As an analogy, digital photography has gone through similar explosive growth in capability. High resolution cameras, blazing fast storage media, huge disk drives and flash cards, and amazing software, make capturing and editing photos, operations that would have taken hours a decade ago, possible in seconds. Cameras and computers, unimagined a decade ago, cost only a few hundred dollars at Wal-Mart. Comparing photos to our high-bit sounds again, a 10 megapixel photo squeezed into a 4 x 6 print is about 20,000 dots per inch (dpi). But my eye can't tell the difference between 180 dpi and 300 dpi in the printed photo.  Most computer monitors are only 70-90 dots per inch.  Even HD smart phones won't go beyond 200 dpi.  But given a choice, I'd much rather check the focus and adjust the color in the bigger file and then reduce it to the smaller size we're eventually going to use. I don't need 10 megapixels to post a photo on the web, but it's nice to have them for editing overhead.
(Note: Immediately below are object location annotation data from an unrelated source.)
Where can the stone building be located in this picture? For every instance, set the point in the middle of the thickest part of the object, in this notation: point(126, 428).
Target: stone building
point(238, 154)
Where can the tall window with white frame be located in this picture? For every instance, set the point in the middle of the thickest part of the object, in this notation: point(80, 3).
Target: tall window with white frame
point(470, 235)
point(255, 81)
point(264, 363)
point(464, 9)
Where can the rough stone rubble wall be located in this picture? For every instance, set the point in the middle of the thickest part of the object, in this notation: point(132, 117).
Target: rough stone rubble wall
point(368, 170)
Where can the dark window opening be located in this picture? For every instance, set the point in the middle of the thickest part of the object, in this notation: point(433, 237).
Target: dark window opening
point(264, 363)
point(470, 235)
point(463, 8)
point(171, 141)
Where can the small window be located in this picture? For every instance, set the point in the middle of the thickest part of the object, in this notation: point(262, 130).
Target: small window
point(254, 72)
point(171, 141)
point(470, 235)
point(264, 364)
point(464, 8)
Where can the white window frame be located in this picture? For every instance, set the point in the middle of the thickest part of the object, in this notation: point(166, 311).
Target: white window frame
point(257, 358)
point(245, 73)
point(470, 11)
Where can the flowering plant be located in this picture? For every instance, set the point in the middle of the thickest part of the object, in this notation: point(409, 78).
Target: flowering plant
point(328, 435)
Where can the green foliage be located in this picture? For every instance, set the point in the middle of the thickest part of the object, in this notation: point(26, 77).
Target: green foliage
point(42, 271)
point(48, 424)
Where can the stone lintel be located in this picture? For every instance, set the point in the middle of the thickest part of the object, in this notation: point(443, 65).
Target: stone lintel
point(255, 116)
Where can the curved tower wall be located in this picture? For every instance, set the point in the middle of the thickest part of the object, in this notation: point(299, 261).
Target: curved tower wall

Some sound editing software upsamples less well resolved sounds to 32-bit when they're input. The software I use does exactly that. In the constant battle of numbers where more is better, there's even a commercial sound editing software suite called Sonar that says it's already capable of 500 KHz sample rates and 64-bit sound. 64-bit sound translates to a resolution of 264= 1.8 x 1019 = or one in 18,000,000,000,000,000,000. That is resolution equal to the thickness of a piece of paper compared to 8 trips to the Sun and back. I'm not sure my ears need that much audio resolution. LOL - I can't see 72dpi without my reading glasses.

Do you remember Nyquist Theory from the beginning of this post? Nyquist theory said it takes twice as many samples as the frequency of the sound. Nyquist Theory says that given enough letters in the word, the computer can accurately describe the sound waves shown in the examples above in 2 dots! Your computer or digital recorder does much much more than what I described here. I simplified the examples greatly to illustrate the basics of sampling rates and bit depth. I hope it explains some of the 'Hertz' and 'Bits' mumbo-jumbo that some folks throw around without really understanding it, and that I've left you with a basic understanding what the hell they're talking about both here and at other predator web sites.